Home / POLÍTICA / Hospital Regional foi interditado pela Justiça em setembro de 2016. Unidade estava sendo administrada por uma equipe temporária do Estado.

Hospital Regional foi interditado pela Justiça em setembro de 2016. Unidade estava sendo administrada por uma equipe temporária do Estado.

Justiça realizou uma audiência, nesta terça-feira (9), para discutir as próximas ações quanto a administração e funcionamento do Hospital Regional Perpétuo Socorro, em Guajará-Mirim (RO), cidade distante a cerca de 330 quilômetros de Porto Velho. Na ocasião, foi decidido que a unidade volta a ser administrada pelo munícipio, após 236 dias sob uma interdição judicial e administração do estado.

A reunião foi realizada no Fórum Nelson Hungria e contou com a participação do Juiz Paulo José do Nascimento Fabrício, o Promotor Samuel Alvarenga e também do Secretário Adjunto de Saúde do Estado, Luís Eduardo Maiorquin.

Participaram do encontro o prefeito eleito em abril, Cícero Noronha (DEM), e o vice de Guajará-Mirim, Davino Serrath (PMN), além do prefeito de Nova Mamoré (RO) Claudionor Leme, equipe de administração temporária do hospital e o secretário municipal de Saúde (Semsau), Elias Palhano.

Ao G1, o prefeito Cícero Noronha disse que o processo de transição vai durar aproximadamente três meses e, que nesse período, a unidade será acompanhada de perto pelo governo estadual. Segundo Noronha, uma nova equipe para administrar o Hospital Regional já foi montada.

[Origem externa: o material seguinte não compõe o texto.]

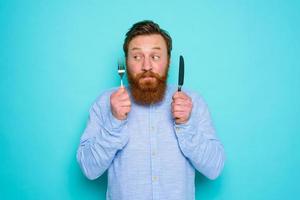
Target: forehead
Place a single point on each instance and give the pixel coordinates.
(144, 42)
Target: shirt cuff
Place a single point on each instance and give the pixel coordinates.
(184, 130)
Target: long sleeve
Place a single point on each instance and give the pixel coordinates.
(101, 140)
(199, 143)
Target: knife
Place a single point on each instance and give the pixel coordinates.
(181, 73)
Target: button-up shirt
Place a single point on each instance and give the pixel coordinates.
(148, 156)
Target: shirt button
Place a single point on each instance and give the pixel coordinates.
(154, 178)
(152, 128)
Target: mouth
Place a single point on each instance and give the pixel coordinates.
(147, 78)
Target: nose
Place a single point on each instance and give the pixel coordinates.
(147, 65)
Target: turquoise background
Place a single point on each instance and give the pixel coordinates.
(56, 57)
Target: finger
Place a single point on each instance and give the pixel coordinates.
(180, 95)
(179, 108)
(178, 114)
(181, 102)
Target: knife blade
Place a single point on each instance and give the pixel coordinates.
(181, 73)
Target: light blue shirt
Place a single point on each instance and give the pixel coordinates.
(148, 156)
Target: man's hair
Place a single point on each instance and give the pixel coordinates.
(146, 27)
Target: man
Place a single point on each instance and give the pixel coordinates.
(150, 137)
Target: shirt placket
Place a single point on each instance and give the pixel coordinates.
(154, 153)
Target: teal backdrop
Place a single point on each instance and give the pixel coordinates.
(57, 56)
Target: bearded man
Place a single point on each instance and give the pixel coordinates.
(150, 137)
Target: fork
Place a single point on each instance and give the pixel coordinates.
(121, 71)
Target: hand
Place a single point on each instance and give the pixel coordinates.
(181, 107)
(120, 103)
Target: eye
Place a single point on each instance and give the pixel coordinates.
(155, 57)
(137, 57)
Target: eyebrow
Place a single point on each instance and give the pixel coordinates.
(137, 48)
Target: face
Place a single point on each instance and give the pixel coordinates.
(147, 66)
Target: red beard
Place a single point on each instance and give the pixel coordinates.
(147, 87)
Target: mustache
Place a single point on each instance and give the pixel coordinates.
(148, 74)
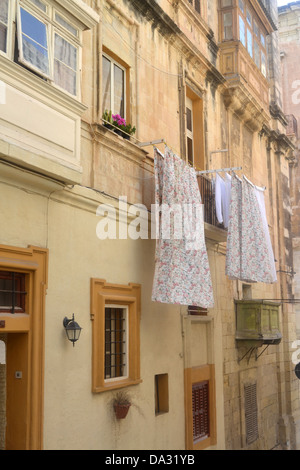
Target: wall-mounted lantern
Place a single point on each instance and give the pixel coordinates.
(72, 329)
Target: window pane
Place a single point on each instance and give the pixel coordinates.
(3, 24)
(249, 18)
(249, 42)
(66, 25)
(256, 54)
(65, 64)
(263, 64)
(242, 31)
(226, 3)
(34, 41)
(190, 151)
(106, 83)
(115, 342)
(12, 292)
(228, 32)
(118, 91)
(40, 4)
(189, 124)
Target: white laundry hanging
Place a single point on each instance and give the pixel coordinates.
(222, 198)
(249, 256)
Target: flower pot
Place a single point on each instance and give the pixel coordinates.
(121, 410)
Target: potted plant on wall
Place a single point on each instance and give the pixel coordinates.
(107, 119)
(121, 404)
(123, 129)
(118, 124)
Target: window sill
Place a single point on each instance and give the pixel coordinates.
(109, 138)
(116, 385)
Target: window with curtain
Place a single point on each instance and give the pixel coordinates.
(196, 5)
(3, 24)
(249, 30)
(113, 86)
(47, 41)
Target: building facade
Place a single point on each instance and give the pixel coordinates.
(201, 76)
(289, 17)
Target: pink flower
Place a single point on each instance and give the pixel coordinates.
(119, 120)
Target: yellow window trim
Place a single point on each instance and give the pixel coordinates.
(103, 294)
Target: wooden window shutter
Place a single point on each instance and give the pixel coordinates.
(200, 402)
(251, 413)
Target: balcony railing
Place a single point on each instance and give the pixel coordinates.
(208, 199)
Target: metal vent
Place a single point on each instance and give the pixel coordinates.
(251, 413)
(200, 401)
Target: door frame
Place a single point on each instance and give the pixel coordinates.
(34, 262)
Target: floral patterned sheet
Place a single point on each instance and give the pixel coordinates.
(182, 272)
(249, 255)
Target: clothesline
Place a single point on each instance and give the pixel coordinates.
(218, 171)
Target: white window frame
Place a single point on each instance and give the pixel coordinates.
(112, 78)
(126, 349)
(52, 27)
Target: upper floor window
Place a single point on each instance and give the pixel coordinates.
(44, 38)
(240, 22)
(194, 129)
(189, 131)
(12, 292)
(196, 5)
(113, 86)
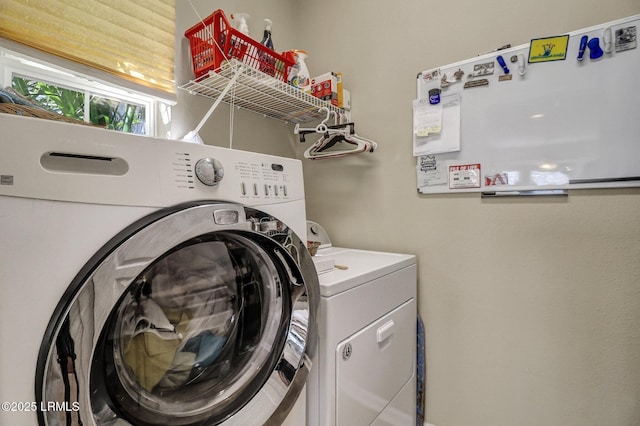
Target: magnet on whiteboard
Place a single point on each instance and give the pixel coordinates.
(521, 69)
(583, 47)
(476, 83)
(595, 52)
(434, 96)
(607, 40)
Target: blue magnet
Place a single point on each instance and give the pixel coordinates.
(503, 64)
(434, 96)
(594, 48)
(583, 46)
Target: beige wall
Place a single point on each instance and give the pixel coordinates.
(532, 307)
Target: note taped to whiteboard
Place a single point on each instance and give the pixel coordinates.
(464, 176)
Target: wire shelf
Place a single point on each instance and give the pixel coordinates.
(256, 91)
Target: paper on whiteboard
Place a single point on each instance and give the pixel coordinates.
(430, 171)
(448, 140)
(427, 118)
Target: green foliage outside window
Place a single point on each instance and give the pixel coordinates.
(111, 113)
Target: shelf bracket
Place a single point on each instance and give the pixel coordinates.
(215, 105)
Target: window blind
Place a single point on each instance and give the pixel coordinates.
(134, 39)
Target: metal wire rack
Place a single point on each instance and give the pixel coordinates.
(247, 88)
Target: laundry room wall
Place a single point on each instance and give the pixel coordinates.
(531, 306)
(250, 131)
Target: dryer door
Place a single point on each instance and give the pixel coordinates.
(191, 316)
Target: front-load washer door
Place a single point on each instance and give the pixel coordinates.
(199, 315)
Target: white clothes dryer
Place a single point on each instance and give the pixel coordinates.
(365, 369)
(150, 282)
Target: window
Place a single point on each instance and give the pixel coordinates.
(84, 98)
(131, 39)
(109, 112)
(108, 63)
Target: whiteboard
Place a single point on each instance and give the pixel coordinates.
(563, 124)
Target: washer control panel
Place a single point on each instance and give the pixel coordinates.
(209, 171)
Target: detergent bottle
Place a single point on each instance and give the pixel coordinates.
(299, 76)
(240, 22)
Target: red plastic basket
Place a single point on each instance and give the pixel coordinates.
(214, 40)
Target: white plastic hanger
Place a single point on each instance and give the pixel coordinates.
(331, 136)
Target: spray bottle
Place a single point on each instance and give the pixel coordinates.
(299, 77)
(240, 22)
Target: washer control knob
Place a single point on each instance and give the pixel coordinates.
(209, 171)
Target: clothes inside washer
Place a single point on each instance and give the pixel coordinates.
(175, 325)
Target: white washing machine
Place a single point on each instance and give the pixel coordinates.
(365, 369)
(150, 282)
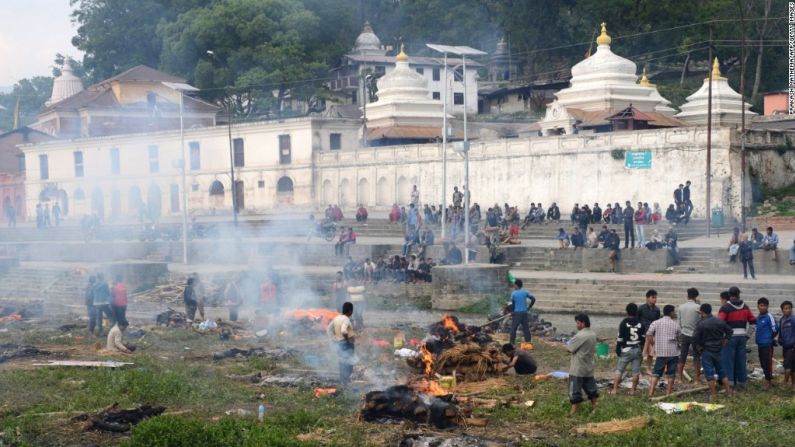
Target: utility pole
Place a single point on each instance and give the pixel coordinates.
(709, 136)
(231, 160)
(743, 213)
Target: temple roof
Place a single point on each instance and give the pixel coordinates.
(65, 85)
(727, 104)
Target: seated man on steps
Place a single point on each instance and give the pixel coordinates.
(115, 339)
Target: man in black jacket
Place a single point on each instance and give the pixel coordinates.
(629, 347)
(678, 194)
(629, 230)
(711, 335)
(687, 202)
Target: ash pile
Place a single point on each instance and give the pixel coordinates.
(455, 348)
(452, 351)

“Após essa audiência ficou decidido o retorno do comando do Hospital Regional para o município com acompanhamento de um processo de transição de 90 dias com acompanhamento do Estado. No decorrer desse tempo, o Governo do Estado deverá acompanhar os trabalhos administrativos e dar apoio com materiais e medicamentos. Temos uma nova equipe de administração da unidade que será coordenada pelo secretário municipal de saúde com nosso aval”, declarou Noronha.

 O Secretário Adjunto de Saúde do Estado, Luís Eduardo Maiorquin, falou sobre o próximo passo e das expectativas para a administração municipal.

“O prefeito montou a sua equipe e entendo que será eficiente e técnica. Acredito que a partir de agora, o hospital tende a melhorar sua eficiência, é o que esperamos. Estamos de portas abertas para auxiliar no que for necessário nessa nova administração”, comentou o servidor.

Interdição da Justiça e administração temporária

Após ser interditado pela Justiça, o hospital começou a ser administrado por uma equipe temporária do Estado no dia 15 de setembro de 2016. O prazo inicial para a administração era de 120 dias, terminando no último dia 7 de janeiro.

Quando o prazo chegou ao fim, a Justiça prorrogou a intervenção estadual por mais 120 dias porque o município não tinha um prefeito eleito porque o candidato mais votado em 2016 foi indeferido pelo TRE.